Put the emphasis on ONLY, and consider the way I was defining this sort of avatar in context. Your avatar may be incapable of doing certain things you'd like to do, but my point there was to differentiate it from the sort of character who does things how (and potentially when) they please.
I don't want to re-think my definition because I didn't provide one ;)
But it's not how the character pleases... it's how the game developer pleases. And there's no differentiating there, that's always true. So the character is always an avatar and you are always you.
And it's EXACTLY the same with any video game. You are no more inside the character than you are inside the chess pieces. That is the obvious reality... in fact it's so obvious, it's almost shocking that it has to be pointed out, isn't it?
1. I cannot punch an object that I would like to punch because the only action available to me is explicitly mapped to kicking. My only means of interacting with the world is by kicking things.
and
2. I cannot punch an object I would like to punch because my attack button is context-sensitive. My character decides to kick this particular object instead of punching it, although this same input will result in punching other objects.

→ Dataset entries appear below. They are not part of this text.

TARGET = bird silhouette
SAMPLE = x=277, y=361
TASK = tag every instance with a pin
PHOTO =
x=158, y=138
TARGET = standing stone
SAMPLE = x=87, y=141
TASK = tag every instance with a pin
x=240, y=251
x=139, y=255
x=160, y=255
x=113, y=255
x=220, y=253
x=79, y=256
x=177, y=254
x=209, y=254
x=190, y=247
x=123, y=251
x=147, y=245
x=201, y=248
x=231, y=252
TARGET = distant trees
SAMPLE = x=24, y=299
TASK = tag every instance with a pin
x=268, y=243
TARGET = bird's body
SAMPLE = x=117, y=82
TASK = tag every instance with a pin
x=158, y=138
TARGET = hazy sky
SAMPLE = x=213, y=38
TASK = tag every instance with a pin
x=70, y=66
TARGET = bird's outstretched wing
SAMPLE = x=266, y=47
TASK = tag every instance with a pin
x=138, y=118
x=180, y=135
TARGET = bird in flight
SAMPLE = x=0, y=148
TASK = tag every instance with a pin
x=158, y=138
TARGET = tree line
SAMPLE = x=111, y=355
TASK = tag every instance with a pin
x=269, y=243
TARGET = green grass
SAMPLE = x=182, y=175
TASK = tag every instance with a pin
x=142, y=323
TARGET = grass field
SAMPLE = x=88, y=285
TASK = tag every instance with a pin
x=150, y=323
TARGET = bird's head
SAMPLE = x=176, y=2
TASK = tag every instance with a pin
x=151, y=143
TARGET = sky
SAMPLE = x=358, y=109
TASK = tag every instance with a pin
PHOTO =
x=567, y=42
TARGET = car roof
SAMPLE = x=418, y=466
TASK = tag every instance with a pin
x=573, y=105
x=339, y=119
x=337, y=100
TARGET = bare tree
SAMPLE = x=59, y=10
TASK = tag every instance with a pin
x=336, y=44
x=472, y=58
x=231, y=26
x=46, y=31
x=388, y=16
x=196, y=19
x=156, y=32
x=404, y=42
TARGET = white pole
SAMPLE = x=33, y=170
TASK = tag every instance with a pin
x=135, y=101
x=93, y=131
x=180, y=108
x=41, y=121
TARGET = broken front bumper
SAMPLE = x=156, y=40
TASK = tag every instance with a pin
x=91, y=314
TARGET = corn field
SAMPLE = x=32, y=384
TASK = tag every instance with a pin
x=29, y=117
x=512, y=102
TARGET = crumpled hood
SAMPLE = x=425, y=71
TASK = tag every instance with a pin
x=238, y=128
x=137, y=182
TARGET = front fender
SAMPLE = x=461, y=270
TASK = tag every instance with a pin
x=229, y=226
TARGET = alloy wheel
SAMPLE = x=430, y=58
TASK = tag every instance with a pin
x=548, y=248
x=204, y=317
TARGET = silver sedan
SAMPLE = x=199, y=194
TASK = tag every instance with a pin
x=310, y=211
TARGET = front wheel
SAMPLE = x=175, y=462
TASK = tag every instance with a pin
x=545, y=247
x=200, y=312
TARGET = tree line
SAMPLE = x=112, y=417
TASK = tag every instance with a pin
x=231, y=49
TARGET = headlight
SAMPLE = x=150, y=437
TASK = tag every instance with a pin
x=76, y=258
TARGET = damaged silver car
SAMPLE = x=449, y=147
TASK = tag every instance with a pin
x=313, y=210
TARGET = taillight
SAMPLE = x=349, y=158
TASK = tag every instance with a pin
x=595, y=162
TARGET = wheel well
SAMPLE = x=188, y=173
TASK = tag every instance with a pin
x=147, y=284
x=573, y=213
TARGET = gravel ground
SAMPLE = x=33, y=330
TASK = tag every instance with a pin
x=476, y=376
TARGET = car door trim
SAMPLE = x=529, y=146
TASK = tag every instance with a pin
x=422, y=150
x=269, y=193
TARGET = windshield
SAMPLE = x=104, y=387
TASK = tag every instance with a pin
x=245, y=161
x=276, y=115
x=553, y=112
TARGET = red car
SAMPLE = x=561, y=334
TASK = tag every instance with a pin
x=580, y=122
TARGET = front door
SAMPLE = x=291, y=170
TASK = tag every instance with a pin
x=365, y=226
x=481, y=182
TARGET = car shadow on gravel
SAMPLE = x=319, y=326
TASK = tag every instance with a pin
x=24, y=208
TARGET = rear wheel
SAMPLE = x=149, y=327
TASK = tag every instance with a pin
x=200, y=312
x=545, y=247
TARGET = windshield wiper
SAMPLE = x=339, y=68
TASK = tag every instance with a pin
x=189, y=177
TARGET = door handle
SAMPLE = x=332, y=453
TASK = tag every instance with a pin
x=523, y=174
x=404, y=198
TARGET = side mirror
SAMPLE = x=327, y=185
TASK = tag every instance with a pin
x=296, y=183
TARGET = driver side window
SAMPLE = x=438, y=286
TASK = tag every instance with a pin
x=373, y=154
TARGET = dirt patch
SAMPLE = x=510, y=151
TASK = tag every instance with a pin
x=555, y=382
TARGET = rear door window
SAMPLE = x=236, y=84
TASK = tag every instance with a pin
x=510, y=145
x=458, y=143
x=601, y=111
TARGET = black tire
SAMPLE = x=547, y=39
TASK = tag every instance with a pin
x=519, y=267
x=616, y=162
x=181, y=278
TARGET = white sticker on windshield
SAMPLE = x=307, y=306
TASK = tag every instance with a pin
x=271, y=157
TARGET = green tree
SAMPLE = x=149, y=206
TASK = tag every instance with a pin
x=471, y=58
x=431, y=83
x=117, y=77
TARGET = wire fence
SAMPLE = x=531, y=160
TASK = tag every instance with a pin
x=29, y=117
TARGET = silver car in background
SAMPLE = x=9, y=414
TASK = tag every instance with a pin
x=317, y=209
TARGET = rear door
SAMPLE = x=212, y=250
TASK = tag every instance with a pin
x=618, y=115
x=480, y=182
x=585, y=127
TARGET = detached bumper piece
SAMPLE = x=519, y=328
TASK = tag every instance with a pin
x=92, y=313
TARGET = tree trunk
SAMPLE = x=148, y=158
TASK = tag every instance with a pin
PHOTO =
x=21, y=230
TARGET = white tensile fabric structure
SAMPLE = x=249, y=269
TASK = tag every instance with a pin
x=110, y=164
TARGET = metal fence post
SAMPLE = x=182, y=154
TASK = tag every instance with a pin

Technically, in both cases, game rules are what prevent you from expressing your intent. It does not feel the same, though. In the first case, your intent violates a basic physical law of the game world. In the second case, precedent tells you that your intent should be possible within the game world, but it appears as if your player character is making its own decisions about how to act. They demonstrate their own limited form of agency and reject your control. This shifts your perspective on that character from "this character is an extension of my will" to "I oversee and advise this character's actions".
Here's two examples of perfect avatars off the top of my head (both, incidentally from Valve): Gordon Freeman and Chelle. Silent protagonists. No cut-scene movement, the player is expected to follow NPCs themselves using the same controls as always. In no situation do these characters demonstrate any agency of their own; they are purely hollow shells, puppets, that follow the player's commands to the letter (to the extent that the physical laws of their universe permit)
By the end of the game the answer to their question is a clear: YES, I greatly enjoyed hurting people in this game! In this case, Jacket, the main character, is the near-opposite of a "perfect & natural avatar", since in real life we would never think of committing the atrocities Jacket does. While Jacket is being controlled by the answering machine, the developers controlled, manipulated and shaped US into this terrible machine of murder without any other option.
The game's ending (without getting too "spoilery") has some interesting insights into control and loss of control, and why we played along with this gruesome deathmatch.
Then there's the case of the Swapper...the base set of interactions with the world are so limited - clone yourself, swap places, move boxes, open a door, read a console. And they pretty much do what you expect to the point where swapping moving about feels natural. But, even with all this control I still don't feel a lot of empathy with the character, or even much understanding of who they were (perhaps that's the point).
Your article brings up a good set of lens to look at a game through during/after play. To see how well it worked with that particular game's set of ideas,e tc.
And, like I said, that's totally not for everyone! I think there's more opportunity to feel things for yourself (rather than empathy for who you're controlling and what they're going through) but it's not like that's more valuable. It's just... different :)
I hate to post links to long articles, but I have written a bit about this a few years back:
http://frictionalgames.blogspot.se/2010/09/where-is-your-self-in-game.html
This goes through some general points on where "you" are in a game.
http://frictionalgames.blogspot.se/2010/11/how-player-becomes-protagonist.html
This is a more specific example of how we did it in Amnesia.